И в этот момент воздух вокруг дивана заискрился, засветился мягким розовым светом. Свечение становилось все ярче, окутывая их плотным, теплым коконом. Предметы в комнате подернулись дымкой, звуки затихли… Кагги-Карр испуганно забилась на спинке дивана, Чарли инстинктивно схватил Элли за руку, Тотошка заскулил, прижимаясь к хозяевам… А потом – вспышка! И полная тишина. Диван стоял посреди комнаты опустевший.
Они очутились посреди огромного зала, сверкающего изумрудами и… странными серыми камнями, вмурованными в стены и пол. Ничего не понимающие, оглушенные внезапным перемещением, Элли, Чарли, Тотошка и Кагги-Карр озирались по сторонам. Это был тронный зал Изумрудного дворца, но какой-то другой – холодный, напряженный, несмотря на блеск камней.

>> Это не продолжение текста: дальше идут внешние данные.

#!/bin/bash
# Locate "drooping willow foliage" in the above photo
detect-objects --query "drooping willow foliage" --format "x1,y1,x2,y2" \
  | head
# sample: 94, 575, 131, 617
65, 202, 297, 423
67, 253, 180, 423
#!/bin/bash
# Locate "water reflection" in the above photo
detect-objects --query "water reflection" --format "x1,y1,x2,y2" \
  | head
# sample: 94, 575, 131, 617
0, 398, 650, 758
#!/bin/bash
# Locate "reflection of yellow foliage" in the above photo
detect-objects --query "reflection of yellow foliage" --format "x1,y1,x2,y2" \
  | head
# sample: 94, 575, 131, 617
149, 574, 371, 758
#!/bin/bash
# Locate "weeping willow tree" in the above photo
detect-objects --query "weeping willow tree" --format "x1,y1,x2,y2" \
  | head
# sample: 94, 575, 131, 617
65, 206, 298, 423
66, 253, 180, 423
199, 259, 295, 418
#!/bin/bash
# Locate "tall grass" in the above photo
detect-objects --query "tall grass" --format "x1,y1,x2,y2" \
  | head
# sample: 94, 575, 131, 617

А навстречу им уже спешил… Страшила! Он выглядел взволнованным и радостным одновременно, хотя в его нарисованных глазах мелькала тень прежней тревоги.
– Элли! Дорогая Элли! Ты здесь! И твои друзья! И Кагги-Карр! Как я рад! Как мы все рады!
Он подбежал к Элли, неловко обнял ее своими мягкими руками, пожал руку ошеломленному моряку, потрепал по голове Тотошку, который снова пытался что-то пролаять, похожее на слова. Такса явно училась говорить в первый раз в жизни.
– Прости, прости меня, милая Элли, Фея Убивающего Домика, – быстро тараторил Страшила, словно боясь, что его перебьют, – что я подверг тебя опасности! Подумать только, тебе бы предстоял такой долгий и сложный путь через горы, через пещеры страны подземных рудокопов, где бродят ужасные Шестилапые, а потом через лес с саблезубыми тиграми! Хорошо, что наш новый правитель, Урфин Мудрый, предусмотрел это! Как только я признался ему, что послал за тобой Кагги-Карр… он… он, конечно, сначала очень рассердился, но потом использовал свою великую силу и перенес тебя с друзьями сюда, в одно мгновение! Он сказал, что нельзя было позволять такой маленькой девочке отправляться в такое долгое и опасное путешествие… Но теперь все хорошо! Ты здесь! Мы спасены! И Урфин ждет тебя, он хочет поговорить! Он теперь такой… хороший! Ты сама увидишь!
Страшила говорил быстро, его глаза бегали, а руки размахивали тростью. Элли смотрела на него, слушала его сбивчивую речь, видела странные серые камни вокруг и чувствовала, как холодок сомнения снова пробегает по спине, несмотря на радость встречи. Что-то в этом «спасении», в этом мгновенном перемещении, в этой показной заботе «мудрого» Урфина было фальшивым и зловещим.